Am 7. November informierte der griechische Premier Kyriakos Mitsotakis in einem Interview beim Sender ANT1 die Öffentlichkeit, dass vor Kreta und dem Peloponnes seismische Untersuchungen beginnen würden, um die dort vermuteten Erdgasvorkommen zu erfassen. "Unser Land muss – wie ich schon oft gesagt habe – ungeachtet seines Engagements für die Abkehr von fossilen Kraftstoffen prüfen, ob es derzeit die Möglichkeit hat, Erdgas zu fördern, um nicht nur unsere Energiesicherheit, sondern auch die von Europa zu sichern."

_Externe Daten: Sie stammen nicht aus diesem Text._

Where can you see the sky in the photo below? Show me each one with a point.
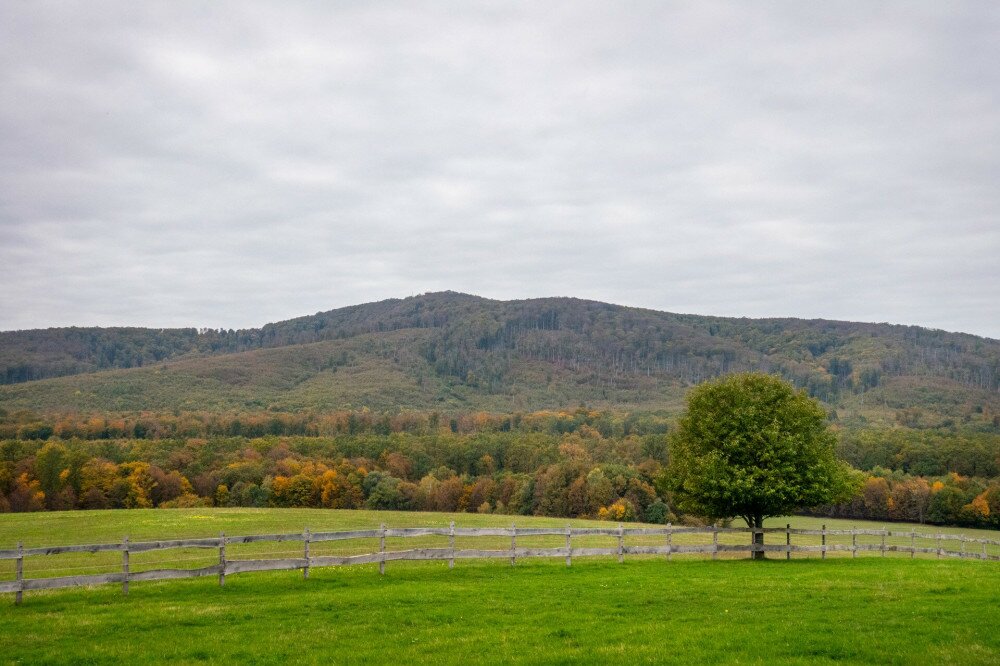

Tatsächlich durchkämmte zu diesem Zeitpunkt bereits die Sanco Swift, ein Forschungsschiff mit langen seismischen Sensoren im Schlepptau, die Gewässer am Südzipfel der Halbinsel Peloponnes. Die Sanco Swift ist im Auftrag einer Kooperation von Exxon Mobil und HelleniQ Energy unterwegs. Der Löwenanteil von mehr als zwei Dritteln der vermuteten Gasvorkommen geht an den US-amerikanischen Mineralölkonzern, der mit 75 Prozent am Konsortium beteiligt ist.

Genaue Gasmenge noch nicht klar

Die entscheidende Frage, wie viel Gas unter dem Meer liegt, kann noch nicht genau beantwortet werden. Giannis Basias, früherer CEO der Hellenic Hydrocarbons and Energy Resources Management Company S.A, geht von bis zu 15 Billionen Kubikmeter aus, wie er im staatlichen Radiosender Proto Programma erklärte. Der Verbrauch, der innerhalb der Europäischen Union 2021 ermittelt wurde, betrug 397 Milliarden Kubikmeter.

Basias vermutet aufgrund von Erfahrungswerten, dass in Griechenland mindestens sechs Milliarden Kubikmeter, rund 47,5 Millionen Tonnen LNG, pro Jahr gefördert werden können. Zum Vergleich, beim Deal mit Katar handelte Bundeswirtschaftsminister Robert Habeck eine Lieferung von zwei Millionen Tonnen LNG über 15 Jahre aus. Die erste Lieferung aus dem Wüstenstaat soll 2026 kommen.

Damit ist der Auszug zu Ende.